• Caco-2;
  • flavanone;
  • PAMPA;
  • pH-partition hypothesis


Objectives  We recently reported that flavanone aglycones (hesperetin, naringenin and eriodictyol) are efficiently absorbed via proton-coupled active transport, in addition to transcellular passive diffusion, in Caco-2 cells. Here, we aimed to evaluate in detail the absorption mechanisms of these flavanones, as well as homoeriodictyol and sakuranetin.

Methods  We evaluated the absorption mechanisms of the above compounds by means of in vitro studies in Caco-2 cells in parallel with an artificial membrane permeation assay (PAMPA) under pH-gradient and iso-pH conditions.

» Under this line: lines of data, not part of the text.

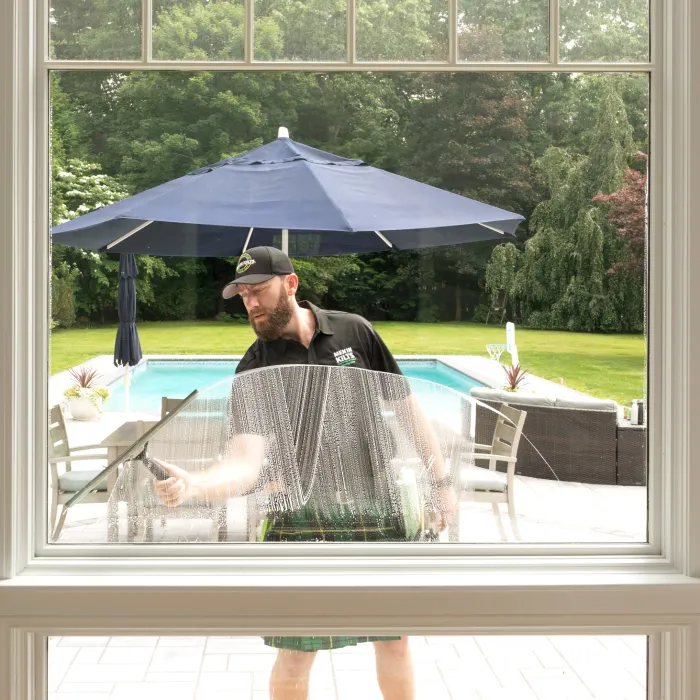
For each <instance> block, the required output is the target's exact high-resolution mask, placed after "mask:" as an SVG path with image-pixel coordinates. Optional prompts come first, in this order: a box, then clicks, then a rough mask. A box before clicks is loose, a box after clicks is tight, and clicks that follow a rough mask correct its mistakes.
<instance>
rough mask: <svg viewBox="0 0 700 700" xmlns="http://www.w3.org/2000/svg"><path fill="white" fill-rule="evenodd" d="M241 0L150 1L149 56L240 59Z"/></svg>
mask: <svg viewBox="0 0 700 700" xmlns="http://www.w3.org/2000/svg"><path fill="white" fill-rule="evenodd" d="M244 34H245V7H244V2H243V0H214V1H213V2H199V1H197V2H193V1H192V0H175V2H173V0H154V2H153V57H154V58H156V59H158V60H162V61H207V60H211V61H242V60H243V58H244V48H243V47H244Z"/></svg>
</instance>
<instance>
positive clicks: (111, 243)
mask: <svg viewBox="0 0 700 700" xmlns="http://www.w3.org/2000/svg"><path fill="white" fill-rule="evenodd" d="M152 223H153V219H151V220H150V221H144V222H143V223H142V224H139V225H138V226H137V227H136V228H132V229H131V231H128V232H127V233H125V234H124V235H123V236H119V238H117V240H116V241H112V242H111V243H108V244H107V250H109V249H110V248H114V246H115V245H118V244H119V243H121V242H122V241H125V240H126V239H127V238H129V236H133V235H134V234H135V233H138V232H139V231H140V230H141V229H142V228H146V226H149V225H150V224H152Z"/></svg>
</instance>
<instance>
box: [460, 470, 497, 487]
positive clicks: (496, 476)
mask: <svg viewBox="0 0 700 700" xmlns="http://www.w3.org/2000/svg"><path fill="white" fill-rule="evenodd" d="M460 475H461V479H462V488H464V489H465V490H467V491H500V492H504V491H505V490H506V487H507V485H508V481H507V477H506V475H505V474H504V473H503V472H497V471H495V470H493V469H484V468H483V467H464V468H463V469H462V470H461V472H460Z"/></svg>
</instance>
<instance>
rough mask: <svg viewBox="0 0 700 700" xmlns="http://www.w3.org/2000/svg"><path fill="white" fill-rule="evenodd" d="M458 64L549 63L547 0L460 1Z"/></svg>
mask: <svg viewBox="0 0 700 700" xmlns="http://www.w3.org/2000/svg"><path fill="white" fill-rule="evenodd" d="M458 31H459V60H460V61H533V62H537V61H542V62H545V61H548V60H549V3H548V2H547V0H524V1H523V0H515V1H514V0H499V2H490V1H489V0H460V2H459V28H458Z"/></svg>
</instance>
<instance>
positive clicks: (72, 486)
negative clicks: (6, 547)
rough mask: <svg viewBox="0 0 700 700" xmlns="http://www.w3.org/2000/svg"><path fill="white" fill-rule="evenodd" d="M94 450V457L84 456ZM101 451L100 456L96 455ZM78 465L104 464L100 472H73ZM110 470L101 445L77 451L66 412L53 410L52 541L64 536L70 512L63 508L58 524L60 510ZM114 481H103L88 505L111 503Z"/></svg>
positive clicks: (89, 469) (92, 492)
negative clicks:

Key findings  Comparison of the permeability characteristics of flavanones in Caco-2 cells and in PAMPA under these conditions, as well as a consideration of the physicochemical properties, indicated that hesperetin, naringenin, eriodictyol and homoeriodictyol were efficiently transported by passive diffusion according to the pH-partition hypothesis, except in the case of sakuranetin. However, transport of all flavanones were remarkably temperature-dependent, and was significantly reduced when Caco-2 cells were treated with amino acid-modifying reagents.

Conclusions  Our data confirm that both passive diffusion and an active transport mechanism contribute to flavanone absorption through human intestinal epithelium.